1. Address the Unfamiliar By Discussing Early Voting Often
For many, absentee voting is a new and unfamiliar process. Younger people aren’t accustomed to communicating by mail, period. Plus: anything new has a learning curve and unfamiliarity is compounded by a lack of earned trust. Will my ballot get here on time? Will it be counted?
Here is where we tap into the familiarity principle: we’re more likely to prefer something when we see and hear it more often.
Election administrators, community advocates, voting organizers, and businesses need to begin discussing voting by mail now. Provide resources, reminders, and answers to questions regarding state-by-state guidelines to vote by mail. Show examples of people requesting ballots and walk through the process — preferably community members and recognized figures, in order to build trust.

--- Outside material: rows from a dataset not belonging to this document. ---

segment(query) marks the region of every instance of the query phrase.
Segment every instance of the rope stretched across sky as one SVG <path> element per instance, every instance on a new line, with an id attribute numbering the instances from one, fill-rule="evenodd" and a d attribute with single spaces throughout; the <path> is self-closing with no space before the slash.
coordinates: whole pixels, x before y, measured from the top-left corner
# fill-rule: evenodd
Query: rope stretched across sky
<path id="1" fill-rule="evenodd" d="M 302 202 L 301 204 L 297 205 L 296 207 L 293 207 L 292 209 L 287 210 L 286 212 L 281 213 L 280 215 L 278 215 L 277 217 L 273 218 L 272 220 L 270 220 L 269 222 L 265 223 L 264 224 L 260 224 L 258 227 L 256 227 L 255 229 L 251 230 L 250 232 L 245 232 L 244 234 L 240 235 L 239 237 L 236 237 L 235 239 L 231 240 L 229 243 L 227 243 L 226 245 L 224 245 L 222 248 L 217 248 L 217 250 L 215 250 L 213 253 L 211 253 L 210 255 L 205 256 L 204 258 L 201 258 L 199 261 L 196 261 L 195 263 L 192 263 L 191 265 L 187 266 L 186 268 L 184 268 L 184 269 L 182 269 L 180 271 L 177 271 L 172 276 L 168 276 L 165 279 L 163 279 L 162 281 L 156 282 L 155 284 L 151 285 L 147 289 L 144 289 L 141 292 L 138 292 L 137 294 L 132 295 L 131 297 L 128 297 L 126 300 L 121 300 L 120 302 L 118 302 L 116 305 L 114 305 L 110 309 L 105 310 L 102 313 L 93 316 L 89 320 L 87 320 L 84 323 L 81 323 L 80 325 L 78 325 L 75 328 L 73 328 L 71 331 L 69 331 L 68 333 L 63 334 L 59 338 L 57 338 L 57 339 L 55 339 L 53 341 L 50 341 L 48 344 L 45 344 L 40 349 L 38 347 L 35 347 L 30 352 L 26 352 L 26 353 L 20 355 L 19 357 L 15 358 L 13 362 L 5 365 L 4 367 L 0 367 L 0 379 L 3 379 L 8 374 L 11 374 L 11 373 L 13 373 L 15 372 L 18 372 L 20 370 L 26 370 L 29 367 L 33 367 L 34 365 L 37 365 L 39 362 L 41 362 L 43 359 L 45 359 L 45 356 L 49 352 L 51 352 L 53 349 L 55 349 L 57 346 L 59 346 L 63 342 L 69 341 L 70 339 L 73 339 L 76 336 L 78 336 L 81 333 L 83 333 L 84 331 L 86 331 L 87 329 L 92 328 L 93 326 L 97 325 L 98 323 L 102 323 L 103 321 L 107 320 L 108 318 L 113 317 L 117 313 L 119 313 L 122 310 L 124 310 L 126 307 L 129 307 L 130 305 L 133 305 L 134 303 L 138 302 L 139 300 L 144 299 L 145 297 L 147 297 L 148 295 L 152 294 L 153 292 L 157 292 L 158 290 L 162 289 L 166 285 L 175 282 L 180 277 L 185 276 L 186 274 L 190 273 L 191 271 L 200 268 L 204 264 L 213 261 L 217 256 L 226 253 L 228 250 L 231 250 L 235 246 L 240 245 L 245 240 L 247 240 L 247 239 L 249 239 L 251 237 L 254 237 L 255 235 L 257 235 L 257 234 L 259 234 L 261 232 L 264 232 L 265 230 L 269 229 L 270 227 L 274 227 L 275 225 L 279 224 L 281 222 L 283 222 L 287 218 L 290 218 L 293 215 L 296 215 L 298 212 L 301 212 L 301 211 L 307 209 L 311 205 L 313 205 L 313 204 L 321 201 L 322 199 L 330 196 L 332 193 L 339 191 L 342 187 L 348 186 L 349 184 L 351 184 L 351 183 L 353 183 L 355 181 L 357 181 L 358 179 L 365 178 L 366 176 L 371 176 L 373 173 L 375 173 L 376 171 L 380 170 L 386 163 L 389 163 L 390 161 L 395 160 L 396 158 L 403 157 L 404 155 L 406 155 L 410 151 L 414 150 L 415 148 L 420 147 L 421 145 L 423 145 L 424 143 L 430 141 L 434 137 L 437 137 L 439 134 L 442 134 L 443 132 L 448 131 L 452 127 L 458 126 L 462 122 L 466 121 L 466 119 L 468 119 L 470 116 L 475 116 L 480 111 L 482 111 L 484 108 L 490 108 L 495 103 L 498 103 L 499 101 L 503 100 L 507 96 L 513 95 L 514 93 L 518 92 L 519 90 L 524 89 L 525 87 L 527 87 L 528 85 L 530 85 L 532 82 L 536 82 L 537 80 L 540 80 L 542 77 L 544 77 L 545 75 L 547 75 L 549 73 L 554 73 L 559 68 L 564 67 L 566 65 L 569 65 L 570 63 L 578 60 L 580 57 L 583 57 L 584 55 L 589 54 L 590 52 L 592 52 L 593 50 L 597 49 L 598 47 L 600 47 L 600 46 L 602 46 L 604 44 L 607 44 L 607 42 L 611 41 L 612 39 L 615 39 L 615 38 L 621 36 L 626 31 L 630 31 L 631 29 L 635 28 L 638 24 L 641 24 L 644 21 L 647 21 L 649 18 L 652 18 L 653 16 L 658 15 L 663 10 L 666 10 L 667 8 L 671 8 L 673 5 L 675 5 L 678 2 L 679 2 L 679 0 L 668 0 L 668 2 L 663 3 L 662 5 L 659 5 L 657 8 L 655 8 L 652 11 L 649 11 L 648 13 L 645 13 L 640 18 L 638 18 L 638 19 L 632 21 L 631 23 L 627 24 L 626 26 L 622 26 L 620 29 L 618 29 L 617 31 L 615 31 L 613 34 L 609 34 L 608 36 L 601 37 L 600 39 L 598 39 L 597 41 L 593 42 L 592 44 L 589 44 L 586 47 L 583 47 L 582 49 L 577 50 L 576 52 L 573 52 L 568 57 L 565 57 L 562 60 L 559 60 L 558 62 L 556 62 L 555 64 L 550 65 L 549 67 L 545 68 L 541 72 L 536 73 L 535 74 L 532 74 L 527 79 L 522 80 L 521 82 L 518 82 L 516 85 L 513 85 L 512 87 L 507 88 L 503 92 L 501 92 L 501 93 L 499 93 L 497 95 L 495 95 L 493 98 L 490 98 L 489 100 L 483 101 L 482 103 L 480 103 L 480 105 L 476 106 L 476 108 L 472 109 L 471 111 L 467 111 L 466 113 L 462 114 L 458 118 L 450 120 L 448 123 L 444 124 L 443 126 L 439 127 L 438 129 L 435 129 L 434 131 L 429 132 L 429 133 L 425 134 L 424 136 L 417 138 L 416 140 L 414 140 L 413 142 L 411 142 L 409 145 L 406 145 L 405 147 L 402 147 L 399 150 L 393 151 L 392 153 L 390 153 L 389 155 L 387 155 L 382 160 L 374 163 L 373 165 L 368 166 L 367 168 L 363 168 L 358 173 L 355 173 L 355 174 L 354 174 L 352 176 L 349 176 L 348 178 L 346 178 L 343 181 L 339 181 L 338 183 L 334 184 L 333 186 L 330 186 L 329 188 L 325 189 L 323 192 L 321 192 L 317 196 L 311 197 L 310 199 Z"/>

Thanks to the power of social norming, people are more likely to do something when they think others are doing it too.
2. Overcoming Hassle of Early Voting With Reminders and Resources
Hassle Factors are seemingly trivial speedbumps that ultimately get in the way of accomplishing a task. From trying to find the right information on state websites to tracking down stamps, vote-by-mail is filled with them. For many voters, the anticipation of addressing these hassle factors often keeps them from beginning the process.
Reducing hassle factors of vote-by-mail demands policy change, effective process design, and technological innovation. For example, while some states let voters request ballots online, most absentee voters must still print, sign, stamp, and mail their completed ballots. A digital transition would reduce the steps and materials required. States could also limit hassle factors by sending every voter a ballot, not waiting for them to ask.
Recognizing these are huge undertakings, entrepreneurs are responding with creative ways to reduce current hassles. MailMyBallot.org lets voters in some states fill out an online form for requesting a ballot from the proper local election official. Vote From Home 2020 enlists volunteers to mail absentee request forms to voters. And platforms like Motivote help employers, school systems, and organizations provide information and resources through one single platform.
And voters can get bits of actionable information needed to complete a task — the number to call if your requested absentee ballot never arrives — using tools like VoteAmerica’s election office locator.
3. Beat Voting Procrastination with Early Bird Deadlines and Peer Influence
Procrastination is a foe for most of us. When it comes to waking up, eating healthy, and voting: tomorrow always feels like the best day to begin. Without a single Election Day when voting is a priority, it’s easy to put it off. In behavioral economics, the “planning fallacy” tells us we’re overly optimistic about our ability to finish tasks on time. We don’t leave ourselves enough time for the work, or the hiccups that might get in the way.
The first antidote to beating procrastination: setting a clear time limit. It turns out, external deadlines increase follow-through. Vote Early Day creates a much-needed ‘finish line’ for people to cross well before the actual cutoff for mail-in ballots.
Rewarding early birds is another effective strategy to combating procrastination. Campaigns, companies, and colleges create voting teams and use competitions to encourage ballot returns sooner rather than later. Instead of “I Voted” sticker selfies, schools and politicians can encourage the sharing of photos of sealed ballot envelopes going in the mail — or emulate the Baltimore Votes idea of sending swag for voters to show off.
This sharing also taps into the most powerful nudge in voting: peer influence. We’re more likely to vote when we know others are, too. Helping voters make a plan is another tried-and-true strategy for getting out the vote because it forces people to think through details and makes intention more real.
With Motivote, voters can track their progress through the voting journey, check off bite-sized actions, and celebrate each other. The “endowed progress effect” tells us we’re more likely to achieve a goal if we feel we’ve already made progress toward achieving it. Helping voters see where they are and what comes next increases follow-through.
Avoiding new things, getting discouraged by hassles, and putting off tasks that seem annoying are all part of being human. And it’s easy to overlook the seemingly “little things” that shape each voter experience. But if we want to maximize participation this November, we must be clear about the ways behavioral realities can thwart our best intentions, then design strategies for voters to overcome behavioral breakdowns.